Un moderno architetto, Stefano Boeri, ricorda un libro di Françoise Choey, La regola e il modello , che contrappone alla città utopica di Tommaso Moro ( 1516) quella di Leon Battista Alberti: « Alberti ha capito - dice Boeri - che per l'architettura delle città non si possono fissare modelli; la città non è la creazione del principe, se mai lo è stata, ed è il prodotto di tanti soggetti che devono fissare regole condivise; e proprio il trattato di Alberti è il primo a indicare per la città un sistema di spazi ordinati da norme » . Così dunque la mostra organizzata da Paolo Fiore e, fra gli altri, da Howard Burns e Arnold Nesselrath, pone problemi che vanno al di là della pur importante vicenda di Alberti, e segna una tappa nella storia del dibattito sul mondo di oggi. Proviamo a riflettere, una generazione fa Bruno Zevi scriveva un libro su Biagio Rossetti ( 1447 1516) che veniva definito « primo urbanista moderno europeo » . Ebbene ben prima Alberti ripensa per i Gonzaga Mantova, come propone in mostra Arturo Calzona, costruisce alcuni nuclei, alcuni nodi fuori le mura, come il San Sebastiano, progetta nuovi portici rinascimentali lungo le antiche strade, adattandosi dunque ai percorsi medievali, alle curve, alle prospettive della città storica entro cui deve operare.

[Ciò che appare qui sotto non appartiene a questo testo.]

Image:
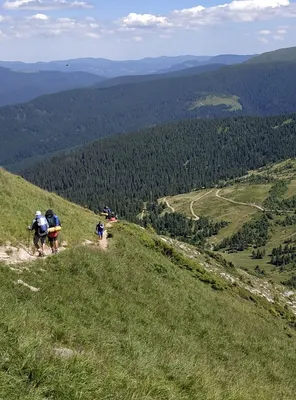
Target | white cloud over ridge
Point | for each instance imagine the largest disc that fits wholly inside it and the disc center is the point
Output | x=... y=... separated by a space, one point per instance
x=144 y=30
x=36 y=5
x=198 y=16
x=134 y=20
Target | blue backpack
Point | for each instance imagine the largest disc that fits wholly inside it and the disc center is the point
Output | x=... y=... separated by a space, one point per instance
x=42 y=226
x=53 y=220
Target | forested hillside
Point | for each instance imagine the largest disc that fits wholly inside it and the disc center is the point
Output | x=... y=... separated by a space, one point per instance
x=281 y=55
x=126 y=170
x=67 y=119
x=18 y=86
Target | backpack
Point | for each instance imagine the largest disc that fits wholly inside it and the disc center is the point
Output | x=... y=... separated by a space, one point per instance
x=100 y=227
x=53 y=220
x=42 y=226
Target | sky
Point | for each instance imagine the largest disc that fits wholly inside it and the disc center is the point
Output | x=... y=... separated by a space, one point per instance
x=44 y=30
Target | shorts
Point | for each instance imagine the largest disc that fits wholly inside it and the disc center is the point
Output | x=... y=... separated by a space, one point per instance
x=39 y=238
x=52 y=239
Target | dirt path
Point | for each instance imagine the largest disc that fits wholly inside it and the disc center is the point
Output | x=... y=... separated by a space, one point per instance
x=238 y=202
x=196 y=217
x=104 y=242
x=169 y=206
x=11 y=255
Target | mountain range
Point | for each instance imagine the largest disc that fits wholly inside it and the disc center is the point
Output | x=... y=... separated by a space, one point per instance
x=20 y=86
x=71 y=118
x=112 y=68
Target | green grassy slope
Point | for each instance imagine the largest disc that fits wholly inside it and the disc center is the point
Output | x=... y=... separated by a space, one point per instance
x=132 y=166
x=141 y=326
x=252 y=193
x=282 y=55
x=18 y=202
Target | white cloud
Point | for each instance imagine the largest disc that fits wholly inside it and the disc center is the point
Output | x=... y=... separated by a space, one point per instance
x=264 y=40
x=42 y=25
x=236 y=10
x=43 y=17
x=93 y=35
x=134 y=20
x=278 y=37
x=196 y=17
x=165 y=36
x=44 y=4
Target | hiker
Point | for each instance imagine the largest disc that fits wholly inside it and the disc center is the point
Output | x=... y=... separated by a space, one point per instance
x=40 y=225
x=100 y=230
x=53 y=222
x=113 y=217
x=106 y=210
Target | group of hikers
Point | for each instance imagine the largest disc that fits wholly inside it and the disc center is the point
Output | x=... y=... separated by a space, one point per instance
x=49 y=225
x=45 y=226
x=110 y=215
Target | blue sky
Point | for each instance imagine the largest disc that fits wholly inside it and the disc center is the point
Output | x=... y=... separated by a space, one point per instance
x=32 y=30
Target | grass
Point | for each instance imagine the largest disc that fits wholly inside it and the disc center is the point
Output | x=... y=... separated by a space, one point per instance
x=142 y=328
x=231 y=102
x=19 y=201
x=237 y=215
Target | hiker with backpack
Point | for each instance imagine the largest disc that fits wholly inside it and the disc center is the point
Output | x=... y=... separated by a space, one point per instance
x=53 y=234
x=100 y=230
x=40 y=226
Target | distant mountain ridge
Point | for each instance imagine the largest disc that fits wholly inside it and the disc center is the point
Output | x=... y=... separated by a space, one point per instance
x=104 y=67
x=281 y=55
x=114 y=68
x=18 y=87
x=73 y=118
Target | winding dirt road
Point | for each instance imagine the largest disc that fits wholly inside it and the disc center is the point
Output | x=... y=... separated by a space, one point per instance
x=169 y=206
x=196 y=217
x=238 y=202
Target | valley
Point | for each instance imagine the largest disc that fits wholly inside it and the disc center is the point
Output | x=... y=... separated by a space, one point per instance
x=142 y=319
x=189 y=291
x=240 y=201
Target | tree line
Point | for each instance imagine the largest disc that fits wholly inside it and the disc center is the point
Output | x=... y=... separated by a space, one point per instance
x=72 y=118
x=124 y=171
x=178 y=226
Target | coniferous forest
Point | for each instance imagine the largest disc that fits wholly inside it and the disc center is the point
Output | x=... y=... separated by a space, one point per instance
x=125 y=170
x=56 y=122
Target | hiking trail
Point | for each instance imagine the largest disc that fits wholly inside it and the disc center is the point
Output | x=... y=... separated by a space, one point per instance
x=169 y=206
x=11 y=255
x=196 y=217
x=238 y=202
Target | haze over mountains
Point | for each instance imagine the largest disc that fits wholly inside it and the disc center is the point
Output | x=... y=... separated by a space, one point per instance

Ancora lui, Alberti, ripensa anche la centralissima Piazza delle Erbe, con doppi portici attorno e in mezzo un monumento a Virgilio, mai realizzato, ma che riprendeva la vivissima tradizione medievale del poeta, provata anche da due statue del secolo XIII che ancora si conservano. Così Alberti applica agli spazi urbani una visione nuova, che Biagio Rossetti imiterà a Ferrara, dove peraltro prima era operoso proprio Alberti, e che sta alla base della moderna idea della città e della sua funzione in tutto l'occidente. Dice Guido Canali, che di interventi nelle città storiche ha grandi esperienze, dal restauro dello Spedale di Santa Maria della Scala a Siena a quello del Real Collegio Carlo Alberto di Monreale: «Alberti ha segnato gli inizi del mondo moderno: certo è che per intervenire nella città storica si deve rifiutare il protagonismo, l'architetto deve sapersi adattare ai volumi, agli spazi, ai colori del tessuto storico per assecondarli, per evocarli, a volte anche per riscoprirne valenze che sono state velate da trasformazioni o manomissioni» .

Dunque una mostra importante perché permette di riflettere sulla città così detta storica, ma questa, lo vediamo sotto i nostri occhi, ha perso la sua antica forma, è diventata senza limiti, senza confini. Si parla oggi di città diffusa, di reti urbane, e così gli interventi in città si fanno sulle aree dismesse, ai margini, ai confini, oppure si decide di recuperare una fabbrica, se ne lascia intatto l'involucro esterno e poi lo si intasa di nuove strutture. Gli esempi? Troppi , ma il vero nodo sta sempre nel dialogo fra antico e nuovo, fra una architettura per l'architetto e la sua mitologia, quella fallica dei grattacieli stigmatizzata da Krier, e un dialogo attento, consapevole, con le pietre, con i mattoni, con gli intonaci, con le forme del passato, quello stesso sguardo lungo che Leon Battista Alberti portava alla città pensando sopra tutto alla gente, a quelli che la devono abitare.